The skater package provides an intuitive collection of analysis and utility functions for SNP-based kinship analysis. Functions in the package include tools for importing, parsing, and analyzing pedigree data, performing relationship degree inference, benchmarking relationship degree classification, and summarizing IBD segment data, described in full in the Use Cases section below. The package adheres to “tidy” data analysis principles, and builds upon the tools released under the tidyverse R ecosystem.8
The skater package is hosted in the Comprehensive R Archive Network (CRAN) which is the main repository for R packages: http://CRAN.R-project.org/package=skater. Users can install skater in R by executing the following code:
install.packages("skater")
Alternatively, the development version of skater is available on GitHub at https://github.com/signaturescience/skater. The development version may contain new features which are not yet available in the version hosted on CRAN. This version can be installed using the install_github() function in the devtools package:
install.packages("devtools") devtools::install_github("signaturescience/skater", build_vignettes=TRUE)
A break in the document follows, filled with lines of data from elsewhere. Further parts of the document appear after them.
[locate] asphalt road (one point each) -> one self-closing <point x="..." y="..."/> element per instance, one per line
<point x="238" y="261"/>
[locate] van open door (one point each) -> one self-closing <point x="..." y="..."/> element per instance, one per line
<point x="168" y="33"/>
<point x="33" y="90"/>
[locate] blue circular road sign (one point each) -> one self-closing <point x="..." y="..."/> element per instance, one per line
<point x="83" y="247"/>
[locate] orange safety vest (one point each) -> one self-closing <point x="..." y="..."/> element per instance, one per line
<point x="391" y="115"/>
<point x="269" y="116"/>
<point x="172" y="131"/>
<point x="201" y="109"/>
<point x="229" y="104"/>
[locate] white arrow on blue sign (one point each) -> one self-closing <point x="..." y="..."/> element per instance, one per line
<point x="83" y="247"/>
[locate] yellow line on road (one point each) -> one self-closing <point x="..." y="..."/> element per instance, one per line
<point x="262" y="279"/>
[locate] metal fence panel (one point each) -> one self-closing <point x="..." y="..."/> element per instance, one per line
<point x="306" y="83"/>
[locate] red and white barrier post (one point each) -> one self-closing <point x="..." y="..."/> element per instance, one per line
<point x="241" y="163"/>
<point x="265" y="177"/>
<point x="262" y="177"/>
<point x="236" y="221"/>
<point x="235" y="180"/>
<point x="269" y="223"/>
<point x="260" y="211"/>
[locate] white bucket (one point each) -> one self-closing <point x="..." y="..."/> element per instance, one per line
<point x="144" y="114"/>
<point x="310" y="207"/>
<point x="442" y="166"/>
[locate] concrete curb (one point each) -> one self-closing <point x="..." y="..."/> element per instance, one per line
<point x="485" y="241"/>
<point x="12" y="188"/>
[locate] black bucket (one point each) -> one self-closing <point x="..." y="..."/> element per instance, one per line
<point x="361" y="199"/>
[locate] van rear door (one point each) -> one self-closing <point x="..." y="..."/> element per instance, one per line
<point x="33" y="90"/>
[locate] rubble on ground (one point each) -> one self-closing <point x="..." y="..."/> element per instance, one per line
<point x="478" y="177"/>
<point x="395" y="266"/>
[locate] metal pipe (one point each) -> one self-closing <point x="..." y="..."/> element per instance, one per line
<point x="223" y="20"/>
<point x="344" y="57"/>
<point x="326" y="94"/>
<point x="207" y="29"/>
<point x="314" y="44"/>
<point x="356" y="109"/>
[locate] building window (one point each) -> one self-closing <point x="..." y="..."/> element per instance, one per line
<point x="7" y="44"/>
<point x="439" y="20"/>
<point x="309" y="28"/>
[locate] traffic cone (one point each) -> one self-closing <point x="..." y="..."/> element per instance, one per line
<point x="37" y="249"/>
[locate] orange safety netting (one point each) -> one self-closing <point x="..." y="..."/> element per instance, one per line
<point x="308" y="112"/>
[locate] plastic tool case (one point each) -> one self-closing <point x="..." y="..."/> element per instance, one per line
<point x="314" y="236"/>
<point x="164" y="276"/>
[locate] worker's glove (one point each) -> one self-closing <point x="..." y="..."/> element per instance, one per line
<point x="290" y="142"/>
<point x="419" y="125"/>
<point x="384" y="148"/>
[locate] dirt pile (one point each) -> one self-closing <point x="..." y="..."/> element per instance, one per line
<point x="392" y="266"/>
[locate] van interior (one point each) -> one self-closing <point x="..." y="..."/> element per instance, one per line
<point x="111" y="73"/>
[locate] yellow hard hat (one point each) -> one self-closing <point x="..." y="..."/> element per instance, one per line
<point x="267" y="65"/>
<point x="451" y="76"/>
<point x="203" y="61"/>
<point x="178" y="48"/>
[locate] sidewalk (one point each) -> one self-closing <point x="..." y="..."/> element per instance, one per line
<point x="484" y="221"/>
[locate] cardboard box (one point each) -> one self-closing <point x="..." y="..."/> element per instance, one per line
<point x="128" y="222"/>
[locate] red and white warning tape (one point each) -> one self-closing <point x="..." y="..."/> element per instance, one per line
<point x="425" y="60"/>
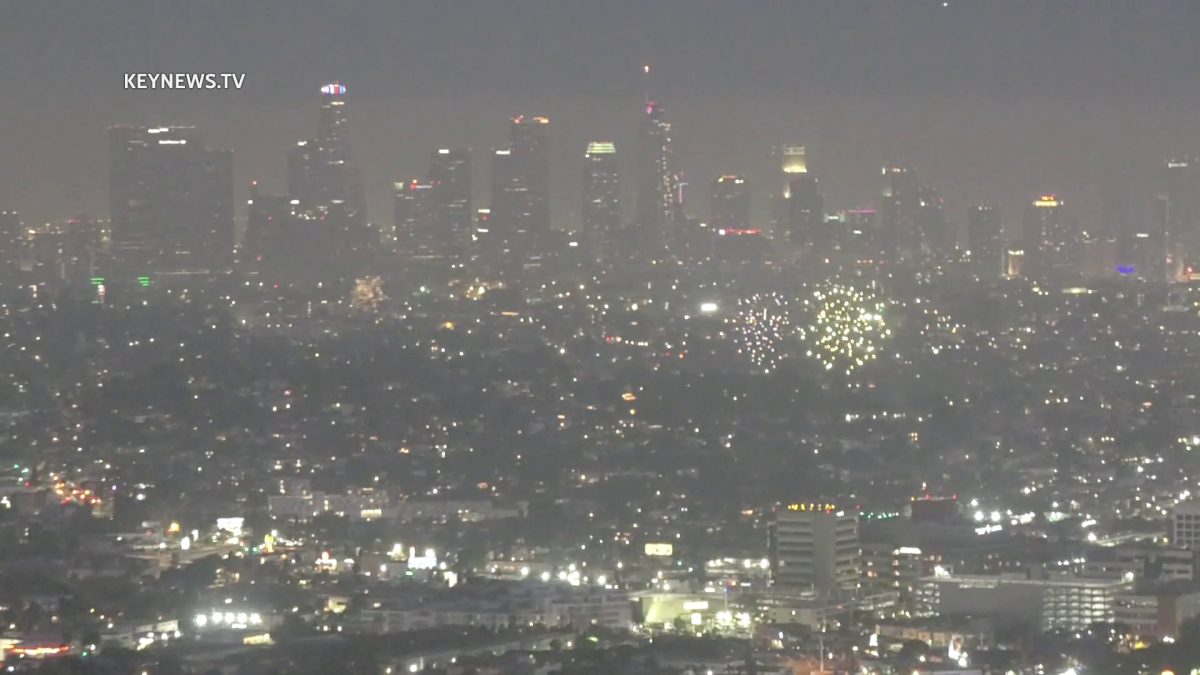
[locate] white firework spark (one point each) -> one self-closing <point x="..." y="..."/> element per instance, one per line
<point x="845" y="327"/>
<point x="763" y="326"/>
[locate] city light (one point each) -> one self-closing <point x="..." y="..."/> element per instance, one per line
<point x="845" y="327"/>
<point x="763" y="323"/>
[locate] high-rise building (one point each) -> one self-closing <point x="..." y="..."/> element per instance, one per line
<point x="805" y="214"/>
<point x="786" y="162"/>
<point x="1186" y="525"/>
<point x="1051" y="243"/>
<point x="450" y="177"/>
<point x="657" y="181"/>
<point x="324" y="178"/>
<point x="508" y="230"/>
<point x="531" y="160"/>
<point x="418" y="233"/>
<point x="274" y="232"/>
<point x="934" y="236"/>
<point x="303" y="181"/>
<point x="814" y="547"/>
<point x="171" y="199"/>
<point x="730" y="198"/>
<point x="10" y="242"/>
<point x="862" y="234"/>
<point x="898" y="213"/>
<point x="985" y="240"/>
<point x="1179" y="210"/>
<point x="601" y="201"/>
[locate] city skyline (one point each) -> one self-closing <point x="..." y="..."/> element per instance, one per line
<point x="851" y="125"/>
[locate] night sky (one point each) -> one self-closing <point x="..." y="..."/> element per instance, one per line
<point x="990" y="100"/>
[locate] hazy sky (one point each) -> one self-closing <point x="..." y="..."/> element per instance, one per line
<point x="991" y="100"/>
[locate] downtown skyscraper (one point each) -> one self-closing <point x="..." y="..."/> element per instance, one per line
<point x="325" y="181"/>
<point x="418" y="233"/>
<point x="601" y="202"/>
<point x="1177" y="211"/>
<point x="787" y="161"/>
<point x="529" y="143"/>
<point x="804" y="223"/>
<point x="450" y="177"/>
<point x="171" y="198"/>
<point x="1051" y="242"/>
<point x="985" y="240"/>
<point x="658" y="184"/>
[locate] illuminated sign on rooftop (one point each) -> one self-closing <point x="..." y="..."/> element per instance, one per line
<point x="827" y="508"/>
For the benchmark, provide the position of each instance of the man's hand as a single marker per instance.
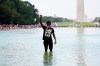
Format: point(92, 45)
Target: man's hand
point(41, 20)
point(40, 16)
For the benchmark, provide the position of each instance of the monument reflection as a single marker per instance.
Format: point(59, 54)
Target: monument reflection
point(81, 47)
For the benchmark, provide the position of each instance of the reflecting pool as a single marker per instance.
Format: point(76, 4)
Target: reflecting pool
point(75, 47)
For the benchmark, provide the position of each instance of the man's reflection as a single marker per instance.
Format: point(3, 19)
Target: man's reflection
point(48, 58)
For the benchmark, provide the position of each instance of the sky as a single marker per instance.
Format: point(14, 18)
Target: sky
point(66, 8)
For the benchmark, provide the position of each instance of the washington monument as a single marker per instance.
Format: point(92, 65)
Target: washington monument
point(80, 10)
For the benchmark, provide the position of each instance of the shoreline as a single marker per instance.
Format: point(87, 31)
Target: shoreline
point(4, 27)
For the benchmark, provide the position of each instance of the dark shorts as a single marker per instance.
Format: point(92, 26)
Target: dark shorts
point(48, 43)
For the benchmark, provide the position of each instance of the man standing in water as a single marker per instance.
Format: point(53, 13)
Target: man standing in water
point(47, 35)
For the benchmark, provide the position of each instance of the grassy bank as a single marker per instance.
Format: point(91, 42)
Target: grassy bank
point(85, 24)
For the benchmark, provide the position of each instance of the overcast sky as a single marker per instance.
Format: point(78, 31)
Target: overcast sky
point(66, 8)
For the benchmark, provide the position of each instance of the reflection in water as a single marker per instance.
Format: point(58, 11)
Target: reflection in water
point(81, 49)
point(48, 59)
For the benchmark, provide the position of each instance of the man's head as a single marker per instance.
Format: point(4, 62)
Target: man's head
point(48, 23)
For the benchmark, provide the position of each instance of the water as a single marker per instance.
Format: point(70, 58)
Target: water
point(75, 47)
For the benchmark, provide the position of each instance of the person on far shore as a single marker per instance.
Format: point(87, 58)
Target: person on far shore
point(47, 35)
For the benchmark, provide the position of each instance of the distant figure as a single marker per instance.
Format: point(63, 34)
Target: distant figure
point(47, 35)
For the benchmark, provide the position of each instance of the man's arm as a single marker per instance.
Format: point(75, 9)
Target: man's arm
point(54, 37)
point(41, 20)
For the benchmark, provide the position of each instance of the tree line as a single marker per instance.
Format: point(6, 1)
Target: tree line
point(56, 19)
point(18, 12)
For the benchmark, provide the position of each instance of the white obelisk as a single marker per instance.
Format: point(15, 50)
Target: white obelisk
point(80, 10)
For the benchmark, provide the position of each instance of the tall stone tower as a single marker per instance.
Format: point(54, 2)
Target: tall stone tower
point(80, 10)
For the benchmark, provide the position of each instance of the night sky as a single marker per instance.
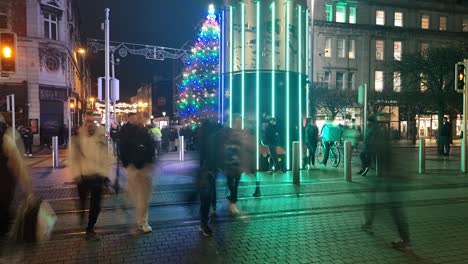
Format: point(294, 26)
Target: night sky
point(168, 23)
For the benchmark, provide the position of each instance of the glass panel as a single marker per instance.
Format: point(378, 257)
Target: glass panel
point(380, 17)
point(379, 81)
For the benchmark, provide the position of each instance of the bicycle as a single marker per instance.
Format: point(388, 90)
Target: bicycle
point(334, 156)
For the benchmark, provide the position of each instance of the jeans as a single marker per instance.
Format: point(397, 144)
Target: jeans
point(94, 185)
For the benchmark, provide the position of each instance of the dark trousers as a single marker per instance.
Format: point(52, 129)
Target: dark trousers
point(91, 185)
point(274, 156)
point(233, 179)
point(207, 191)
point(327, 145)
point(311, 157)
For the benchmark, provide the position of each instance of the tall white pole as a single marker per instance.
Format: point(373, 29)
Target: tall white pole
point(107, 77)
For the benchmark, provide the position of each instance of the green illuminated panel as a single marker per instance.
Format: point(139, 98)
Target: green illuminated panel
point(273, 54)
point(257, 93)
point(231, 63)
point(243, 64)
point(288, 125)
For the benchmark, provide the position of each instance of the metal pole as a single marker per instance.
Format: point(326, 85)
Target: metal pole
point(422, 156)
point(55, 156)
point(463, 160)
point(106, 63)
point(296, 163)
point(347, 160)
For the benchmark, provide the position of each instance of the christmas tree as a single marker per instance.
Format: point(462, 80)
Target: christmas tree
point(197, 98)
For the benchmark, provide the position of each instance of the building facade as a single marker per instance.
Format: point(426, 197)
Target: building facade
point(353, 40)
point(50, 68)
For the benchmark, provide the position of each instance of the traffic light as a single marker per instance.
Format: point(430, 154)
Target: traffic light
point(460, 77)
point(8, 52)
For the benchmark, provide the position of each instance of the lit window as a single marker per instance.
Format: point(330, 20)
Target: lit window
point(351, 81)
point(380, 17)
point(329, 13)
point(443, 23)
point(328, 47)
point(352, 51)
point(339, 80)
point(50, 26)
point(424, 48)
point(396, 82)
point(379, 50)
point(397, 50)
point(425, 21)
point(341, 48)
point(398, 19)
point(341, 13)
point(352, 15)
point(465, 25)
point(378, 81)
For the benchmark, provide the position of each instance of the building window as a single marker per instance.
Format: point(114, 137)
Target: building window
point(352, 15)
point(328, 47)
point(424, 48)
point(380, 17)
point(398, 19)
point(341, 13)
point(397, 50)
point(396, 82)
point(329, 13)
point(341, 49)
point(51, 26)
point(465, 25)
point(352, 47)
point(379, 50)
point(339, 80)
point(443, 23)
point(425, 21)
point(351, 81)
point(378, 81)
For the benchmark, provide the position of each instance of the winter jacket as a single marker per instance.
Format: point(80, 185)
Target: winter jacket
point(137, 146)
point(89, 155)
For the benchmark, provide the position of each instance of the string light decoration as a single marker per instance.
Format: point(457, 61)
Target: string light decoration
point(197, 98)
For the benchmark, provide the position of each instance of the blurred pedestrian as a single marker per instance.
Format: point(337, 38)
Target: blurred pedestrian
point(445, 137)
point(13, 173)
point(137, 149)
point(90, 165)
point(311, 139)
point(28, 140)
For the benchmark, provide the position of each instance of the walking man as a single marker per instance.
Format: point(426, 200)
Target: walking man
point(446, 137)
point(90, 163)
point(137, 155)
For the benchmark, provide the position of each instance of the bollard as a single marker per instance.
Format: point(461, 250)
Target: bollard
point(347, 160)
point(296, 163)
point(422, 156)
point(181, 148)
point(55, 157)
When installing skater, other packages which skater depends on are automatically installed, including magritr, tibble, dplyr, tidyr, readr, purrr, kinship2, corrr, rlang, and others.
Minimal system requirements for installing and using skater include R (version 3.0.0 or higher) and several tidyverse packages8 that many R users will already have installed. Use cases are demonstrated in detail below. In summary, the skater package has functions for:
• Reading in various output files produced by commonly used tools in SNP-based kinship analysis
• Pedigree parsing, manpulation, and analysis
• Relationship degree inference
• Benchmarking and assessing relationship classification accuracy
• IBD segment analysis post-processing
A comprehensive reference for all the functions in the skater package is available at https://signaturescience.github.io/skater/.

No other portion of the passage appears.